La villa
Robert Guédigiuan
par Robert Robert
Le nouveau film de Robert Guédigiuan semble vouloir sauter par-dessus les deux films précédents (Au fil d’Ariane (2014) et Une histoire de fou (2015)), pour retrouver le lyrisme et la sérénité des Neiges du Kilimanjaro (2011). Les visages nous sont bien connus, le cinéaste restant fidèle à sa troupe ; les lieux aussi, Marseille et sa douceur de vivre. Certains thèmes sont repris, d’autres apparaissent qui correspondent à l’âge du cinéaste, à son cheminement, à la maîtrise aussi d’un art du récit qui semble trop simple, alors qu’il se révèle d’une grande complexité, pour peu qu’on s’attarde à y regarder de plus près – dans la mesure où l’émotion que génère le film nous y autorise.
La villa est un film grave : le vieillissement, l’attente de la mort, le deuil, le désir qui s’essouffle, les idéaux qui s’estompent, tout y est convoqué dans un entrecroisement permanent. Mais La villa n’est pas un film lourd! Au contraire, l’art de Guédigiuan trouve une harmonie dans cette profusion de thèmes qui pourrait devenir lassante et déboucher sur la démonstration ; rien de semblable ici : par la grâce de sa mise en scène fluide, le film se déploie avec le même bonheur, les mêmes surprises aussi, que la vie, qui jamais n’est un long fleuve tranquille… Que le spectateur qu’un tel programme pourrait inquiéter soit rassuré! Guédiguian ne nous propose pas une leçon de morale ; c’est ailleurs que son attention est mobilisée : dans une attention minutieuse aux petits moments de la vie, aux gestes et aux pièges qui font toute la richesse, jamais épuisée, du quotidien. Ce film est un chant, une célébration. Et bien triste celui, ou celle, qui déciderait – au nom de quoi ? d’une certaine rigueur ? – de s’en priver. Et si certains accusent périodiquement Guédigiuan d’être passéiste, ils peuvent aujourd’hui remballer leur jugement : le cinéaste est bien notre contemporain, les pieds plantés sur le terrain des questions qui nous taraudent tous, quel que soit notre âge, ou notre ancrage.

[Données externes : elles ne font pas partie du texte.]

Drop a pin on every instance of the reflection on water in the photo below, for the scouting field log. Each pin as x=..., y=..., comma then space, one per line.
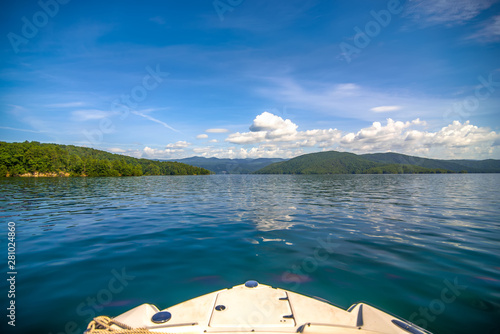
x=390, y=240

Par ailleurs, comme le signalait très justement André Roy, au lendemain de la projection du film au festival de Toronto, La villa est « un film éminemment politique qui affirme qu’on peut aller au-delà de nos désenchantements, qu’il y a d’autres raisons de mobiliser sa conscience politique qui s’est affadie ». Héritier d’un certain humanisme communiste, Guédigiuan reste ouvert au monde, se refuse à toute forme d’amertume et se défend bien de toute nostalgie ; si les personnages de La Villa interpellent leur passé, c’est pour mieux comprendre leur présent, pour mieux le maîtriser. Ainsi en est-il d’ailleurs de la démarche même du cinéaste qui, évoquant la jeunesse de ses personnages dans un flash-back époustouflant, fait appel à des images tournées par lui-même en 1985, pour inscrire son récit dans le récit beaucoup plus large qu’il bâtit et nourrit depuis bientôt quarante ans et une vingtaine de films.

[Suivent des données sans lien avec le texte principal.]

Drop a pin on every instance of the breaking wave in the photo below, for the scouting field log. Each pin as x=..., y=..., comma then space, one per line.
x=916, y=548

Politique aussi en ce que la définition de chaque personnage passe d’abord par son appartenance à un travail, à un métier, une information qui n’est évidemment pas accidentelle, surdéterminante même dans le cas de Joseph, personnage clé qui incarne tout à la fois la déconvenue (le désaveu?) d’un engagement désormais factice, mais aussi la possibilité d’un renouveau. L’aspect presque caricatural du personnage du jeune pêcheur, le bien nommé Benjamin, devient un peu le faire valoir de ce tableau de société. Et la belle Mercedes de Bérangère, la « trop jeune fiancée » de Joseph, apporte la coupure nécessaire entre ce monde rêvé, qui appartient désormais à un passé révolu, et un monde bien actuel qui suppose d’autres formes de lutte.
Mais il ne s’agit pas d’une enquête sociologique, ni d’une démonstration militante : La villa en est tout le contraire, une œuvre lyrique, qui émeut, fait souvent rire, met en scène (et sur scène) la vie, en dehors de tout naturalisme. Jamais l’art de Guédigiuan n’a été aussi harmonieux, dans son évidence même. Ce très beau film, dans lequel on entre sans effort, porté par la justesse de son écriture faussement simple, est tout le contraire des « feel good movies » dont, semaine après semaine, on célèbre le vide rassurant.